CSE 428 SEMANTIC WEB TOPICS, MW 9:50-11:05, Professor Jeff Heflin

Theory, architecture and applications of the Semantic Web. Issues in designing distributed knowledge representation languages, ontology development, knowledge acquisition, scalable reasoning, integrating heterogeneous data sources, and web-based agents.

CSE 440-010 ADVANCED ALGORITHMS, TR 2:05-3:20, Professor Hector Munoz-Avila

Average-case runtime analysis of algorithms. Randomized algorithms and probabilistic analysis of their performance. Analysis of data structures including hash tables, augmented data structures with order statistics. Amortized analysis. Elementary computational geometry. Limits on algorithm space efficiency using PSPACE-completeness theory. Prerequisites: CSE 340 or MATH 340.

CSB COURSES – Spring 2020

CSB 298 BLOCKCHAIN CONCEPTS & APPS, TR 1:35-2:50, Professor Hank Korth

Blockchain is the technology underlying Bitcoin, along with other digital currencies, and a data-management technology applicable broadly in finance, accounting, marketing, supply-chain, and "smart" contracts. It offers the ability to decentralize financial transactions, automate record keeping, and increase privacy. This course gives students the basis for understanding the technological foundations of blockchain and the business impact of blockchain.

Prerequisite: ECO 001 AND (BIS 111 or CSE 001 or CSE 002 or CSE 012) AND (CSE 017 or MKT 111 or FIN 125 or SCM 186) . This course is open to all students with these prerequisites regardless of their college. Students should check with their advisors on how the course would count towards their degree programs. In CSB this counts as a professional elective but not as an approved CSE elective. It does not count towards the CS minor.

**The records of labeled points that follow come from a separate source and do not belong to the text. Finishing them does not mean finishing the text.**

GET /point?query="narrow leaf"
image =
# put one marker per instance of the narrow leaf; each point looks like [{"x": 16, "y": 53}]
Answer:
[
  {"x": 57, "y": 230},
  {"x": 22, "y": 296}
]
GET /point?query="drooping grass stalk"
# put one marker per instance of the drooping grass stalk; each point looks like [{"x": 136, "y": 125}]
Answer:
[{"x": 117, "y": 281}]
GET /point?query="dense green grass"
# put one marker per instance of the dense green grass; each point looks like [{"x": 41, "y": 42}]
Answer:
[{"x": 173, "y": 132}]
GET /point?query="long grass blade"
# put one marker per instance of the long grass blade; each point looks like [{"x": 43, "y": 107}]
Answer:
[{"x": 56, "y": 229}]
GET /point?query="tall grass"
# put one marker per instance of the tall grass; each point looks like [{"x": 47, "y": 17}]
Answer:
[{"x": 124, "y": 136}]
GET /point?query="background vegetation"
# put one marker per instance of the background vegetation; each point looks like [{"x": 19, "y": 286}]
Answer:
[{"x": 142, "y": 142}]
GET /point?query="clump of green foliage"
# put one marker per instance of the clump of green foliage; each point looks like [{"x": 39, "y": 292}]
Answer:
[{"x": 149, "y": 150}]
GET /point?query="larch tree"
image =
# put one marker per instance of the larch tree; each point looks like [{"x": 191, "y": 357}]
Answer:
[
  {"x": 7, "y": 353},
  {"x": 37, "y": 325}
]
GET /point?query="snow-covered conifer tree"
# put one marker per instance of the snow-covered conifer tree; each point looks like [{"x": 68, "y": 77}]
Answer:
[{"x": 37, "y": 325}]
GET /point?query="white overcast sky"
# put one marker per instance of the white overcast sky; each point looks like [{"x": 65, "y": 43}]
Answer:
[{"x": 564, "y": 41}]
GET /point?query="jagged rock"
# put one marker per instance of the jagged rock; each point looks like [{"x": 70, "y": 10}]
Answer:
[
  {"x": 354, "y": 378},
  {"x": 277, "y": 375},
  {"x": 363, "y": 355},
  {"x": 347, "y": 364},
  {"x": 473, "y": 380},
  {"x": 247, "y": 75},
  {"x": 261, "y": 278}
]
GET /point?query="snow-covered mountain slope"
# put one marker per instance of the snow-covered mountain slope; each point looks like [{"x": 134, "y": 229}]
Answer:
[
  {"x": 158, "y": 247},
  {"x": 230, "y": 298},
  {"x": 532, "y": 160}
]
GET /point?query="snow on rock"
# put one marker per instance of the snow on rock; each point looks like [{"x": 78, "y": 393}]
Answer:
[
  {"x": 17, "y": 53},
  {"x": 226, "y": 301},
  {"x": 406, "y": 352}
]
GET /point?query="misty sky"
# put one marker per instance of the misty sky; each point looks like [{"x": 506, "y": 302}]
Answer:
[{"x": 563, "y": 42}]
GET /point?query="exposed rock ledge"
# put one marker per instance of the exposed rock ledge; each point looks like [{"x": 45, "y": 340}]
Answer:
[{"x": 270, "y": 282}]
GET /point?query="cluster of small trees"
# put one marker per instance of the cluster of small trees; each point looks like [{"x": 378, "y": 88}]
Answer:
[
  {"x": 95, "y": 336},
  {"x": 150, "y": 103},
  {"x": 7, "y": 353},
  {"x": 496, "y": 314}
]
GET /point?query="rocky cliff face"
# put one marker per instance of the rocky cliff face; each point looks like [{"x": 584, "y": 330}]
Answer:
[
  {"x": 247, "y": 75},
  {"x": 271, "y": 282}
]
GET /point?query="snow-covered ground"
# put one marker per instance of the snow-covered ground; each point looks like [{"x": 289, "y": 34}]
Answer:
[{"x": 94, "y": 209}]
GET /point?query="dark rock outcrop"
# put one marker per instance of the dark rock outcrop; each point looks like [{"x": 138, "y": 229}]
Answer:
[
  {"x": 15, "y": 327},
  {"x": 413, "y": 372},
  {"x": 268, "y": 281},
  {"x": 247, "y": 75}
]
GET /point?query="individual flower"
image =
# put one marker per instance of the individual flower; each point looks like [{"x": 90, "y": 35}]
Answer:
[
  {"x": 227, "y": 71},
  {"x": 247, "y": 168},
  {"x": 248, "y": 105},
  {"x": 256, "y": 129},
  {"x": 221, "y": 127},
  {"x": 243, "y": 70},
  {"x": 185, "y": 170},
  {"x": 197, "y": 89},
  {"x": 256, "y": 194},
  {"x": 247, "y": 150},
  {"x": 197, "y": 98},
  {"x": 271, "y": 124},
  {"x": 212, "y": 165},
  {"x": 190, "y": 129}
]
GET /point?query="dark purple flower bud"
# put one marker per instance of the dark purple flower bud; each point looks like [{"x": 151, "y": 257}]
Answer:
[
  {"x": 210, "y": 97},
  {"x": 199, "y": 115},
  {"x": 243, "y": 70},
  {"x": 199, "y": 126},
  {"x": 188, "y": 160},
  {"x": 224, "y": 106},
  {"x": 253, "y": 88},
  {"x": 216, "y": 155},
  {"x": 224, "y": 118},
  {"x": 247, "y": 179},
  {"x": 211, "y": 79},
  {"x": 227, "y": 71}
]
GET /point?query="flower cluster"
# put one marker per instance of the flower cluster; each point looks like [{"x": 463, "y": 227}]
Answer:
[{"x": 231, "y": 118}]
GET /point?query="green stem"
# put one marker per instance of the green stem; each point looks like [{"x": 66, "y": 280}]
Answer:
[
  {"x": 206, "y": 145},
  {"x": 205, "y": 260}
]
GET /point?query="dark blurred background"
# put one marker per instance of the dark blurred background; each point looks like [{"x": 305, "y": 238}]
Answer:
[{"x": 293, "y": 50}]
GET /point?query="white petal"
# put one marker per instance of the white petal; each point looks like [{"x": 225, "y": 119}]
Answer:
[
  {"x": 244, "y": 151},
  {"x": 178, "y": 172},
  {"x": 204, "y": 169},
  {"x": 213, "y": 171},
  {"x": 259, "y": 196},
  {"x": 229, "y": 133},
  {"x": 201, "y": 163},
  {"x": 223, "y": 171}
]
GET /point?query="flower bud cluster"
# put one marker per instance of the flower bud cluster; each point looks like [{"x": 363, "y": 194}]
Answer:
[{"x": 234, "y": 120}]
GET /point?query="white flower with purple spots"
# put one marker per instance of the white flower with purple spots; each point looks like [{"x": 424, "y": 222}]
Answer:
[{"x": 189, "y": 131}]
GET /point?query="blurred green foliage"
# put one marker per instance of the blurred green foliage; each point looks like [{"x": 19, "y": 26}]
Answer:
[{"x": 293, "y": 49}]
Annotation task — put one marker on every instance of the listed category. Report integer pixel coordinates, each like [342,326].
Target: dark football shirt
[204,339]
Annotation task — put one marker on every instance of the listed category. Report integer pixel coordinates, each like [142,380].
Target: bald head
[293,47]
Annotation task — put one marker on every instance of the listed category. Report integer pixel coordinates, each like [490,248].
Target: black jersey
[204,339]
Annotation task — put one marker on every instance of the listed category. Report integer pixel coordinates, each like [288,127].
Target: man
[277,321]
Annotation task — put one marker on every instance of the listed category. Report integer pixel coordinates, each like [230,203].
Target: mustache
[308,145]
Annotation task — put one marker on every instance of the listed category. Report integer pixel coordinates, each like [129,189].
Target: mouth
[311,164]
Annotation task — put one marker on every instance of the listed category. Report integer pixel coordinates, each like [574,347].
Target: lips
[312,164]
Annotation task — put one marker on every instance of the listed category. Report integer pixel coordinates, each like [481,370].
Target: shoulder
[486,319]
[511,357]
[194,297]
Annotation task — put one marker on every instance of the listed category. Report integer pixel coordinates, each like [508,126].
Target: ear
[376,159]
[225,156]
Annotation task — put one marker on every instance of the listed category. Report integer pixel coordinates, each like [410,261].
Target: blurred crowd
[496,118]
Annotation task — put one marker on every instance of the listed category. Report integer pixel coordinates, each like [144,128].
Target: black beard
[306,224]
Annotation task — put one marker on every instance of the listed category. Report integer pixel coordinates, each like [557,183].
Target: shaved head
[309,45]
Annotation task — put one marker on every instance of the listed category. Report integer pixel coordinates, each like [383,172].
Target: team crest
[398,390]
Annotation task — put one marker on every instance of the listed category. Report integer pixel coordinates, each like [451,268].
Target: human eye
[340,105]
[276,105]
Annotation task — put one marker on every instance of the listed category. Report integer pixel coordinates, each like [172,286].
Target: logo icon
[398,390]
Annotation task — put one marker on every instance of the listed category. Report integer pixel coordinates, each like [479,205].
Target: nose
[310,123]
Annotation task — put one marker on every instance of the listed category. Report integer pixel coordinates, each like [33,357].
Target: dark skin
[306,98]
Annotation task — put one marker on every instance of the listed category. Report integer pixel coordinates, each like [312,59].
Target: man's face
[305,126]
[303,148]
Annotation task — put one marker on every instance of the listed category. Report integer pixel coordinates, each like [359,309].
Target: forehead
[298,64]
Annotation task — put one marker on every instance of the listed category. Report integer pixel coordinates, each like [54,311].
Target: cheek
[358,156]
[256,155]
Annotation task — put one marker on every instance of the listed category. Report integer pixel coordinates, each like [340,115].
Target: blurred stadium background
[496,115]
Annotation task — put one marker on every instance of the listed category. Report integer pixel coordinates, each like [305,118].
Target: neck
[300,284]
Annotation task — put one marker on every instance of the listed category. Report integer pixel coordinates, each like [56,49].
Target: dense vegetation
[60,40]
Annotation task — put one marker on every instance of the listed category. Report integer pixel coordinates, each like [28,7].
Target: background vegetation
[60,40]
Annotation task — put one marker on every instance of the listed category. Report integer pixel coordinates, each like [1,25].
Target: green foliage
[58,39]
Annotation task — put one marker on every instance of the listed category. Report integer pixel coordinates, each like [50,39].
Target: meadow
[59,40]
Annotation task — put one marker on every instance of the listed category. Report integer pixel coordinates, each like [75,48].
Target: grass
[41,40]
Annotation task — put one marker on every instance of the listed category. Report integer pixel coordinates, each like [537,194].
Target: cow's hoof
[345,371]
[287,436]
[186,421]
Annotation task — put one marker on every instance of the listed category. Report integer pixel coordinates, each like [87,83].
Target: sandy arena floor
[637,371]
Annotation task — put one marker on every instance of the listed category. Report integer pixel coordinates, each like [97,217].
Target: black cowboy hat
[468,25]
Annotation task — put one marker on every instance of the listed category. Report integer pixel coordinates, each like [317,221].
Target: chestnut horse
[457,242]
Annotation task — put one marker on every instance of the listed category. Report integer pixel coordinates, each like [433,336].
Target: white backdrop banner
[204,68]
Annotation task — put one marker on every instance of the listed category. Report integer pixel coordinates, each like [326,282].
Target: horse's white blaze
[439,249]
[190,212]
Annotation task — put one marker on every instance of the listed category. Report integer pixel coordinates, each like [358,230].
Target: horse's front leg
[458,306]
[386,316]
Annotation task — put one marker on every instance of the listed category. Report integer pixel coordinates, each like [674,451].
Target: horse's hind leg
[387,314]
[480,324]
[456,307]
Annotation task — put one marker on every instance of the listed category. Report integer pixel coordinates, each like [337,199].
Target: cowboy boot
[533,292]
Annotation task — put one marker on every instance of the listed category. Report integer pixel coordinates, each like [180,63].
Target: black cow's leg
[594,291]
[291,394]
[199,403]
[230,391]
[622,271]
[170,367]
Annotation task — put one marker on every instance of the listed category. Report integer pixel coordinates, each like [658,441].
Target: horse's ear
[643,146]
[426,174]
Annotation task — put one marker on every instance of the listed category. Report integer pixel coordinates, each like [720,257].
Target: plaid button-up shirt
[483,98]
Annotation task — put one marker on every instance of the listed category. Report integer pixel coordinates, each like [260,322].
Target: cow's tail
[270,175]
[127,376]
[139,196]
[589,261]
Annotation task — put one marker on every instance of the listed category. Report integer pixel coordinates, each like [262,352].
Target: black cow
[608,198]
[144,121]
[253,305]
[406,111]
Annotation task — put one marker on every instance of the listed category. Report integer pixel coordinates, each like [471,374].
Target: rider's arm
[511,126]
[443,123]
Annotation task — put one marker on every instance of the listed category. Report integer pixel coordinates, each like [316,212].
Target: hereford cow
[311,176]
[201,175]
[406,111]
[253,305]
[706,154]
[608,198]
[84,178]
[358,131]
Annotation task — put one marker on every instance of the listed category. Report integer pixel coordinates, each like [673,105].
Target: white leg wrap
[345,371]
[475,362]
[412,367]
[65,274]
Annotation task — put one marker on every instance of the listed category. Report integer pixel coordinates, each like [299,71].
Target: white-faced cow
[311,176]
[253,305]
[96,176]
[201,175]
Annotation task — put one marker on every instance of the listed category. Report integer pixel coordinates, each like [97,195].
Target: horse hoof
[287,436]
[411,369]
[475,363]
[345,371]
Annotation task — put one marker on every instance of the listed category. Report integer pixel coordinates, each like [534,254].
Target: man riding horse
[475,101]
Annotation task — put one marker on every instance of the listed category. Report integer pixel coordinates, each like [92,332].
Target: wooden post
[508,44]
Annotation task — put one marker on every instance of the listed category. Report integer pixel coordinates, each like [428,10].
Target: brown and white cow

CSB 311-010 COMPUTER APPLICATIONS IN BUSINESS, TR 12:10-1:25, Professor James Hall

Application of computer technology to business problems. Transaction processing systems which support the revenue, conversion, and expenditure cycles of manufacturing, service, and retail business organizations. Topics include process modeling, data modeling, internal controls, corporate IT governance, IT audit techniques, SAP and applications of Generalized Audit Software. Click here for official description. Prerequisites: (ACCT 152 or ACCT 108) and (CSE 241 or CSE 341)
Can be taken Concurrently: ACCT 152, ACCT 108, CSE 241, CSE 341

CSB 312 DESIGN OF INTEGRATED BUSINESS APPLICATIONS, TR 3:00-4:15, Professor Sharon Kalafut, Professor George Witmer, Professor Edwin Yeakel

Integrated Product Development (IPD) Capstone I. Industry-based business information systems design project. Information systems design methodology, user needs analysis, project feasibility analysis of design alternatives, and integrated product development methodology. Formal oral and written presentations to clients. Click here for official description. Prerequisites: CSE 241, CSB 311 and CSE 241 and CSE 216
Can be taken Concurrently: CSB 311

NOTE: This listing represents our current plan for the semester in question. Course offerings and class times are occasionally subject to change for reasons beyond our control.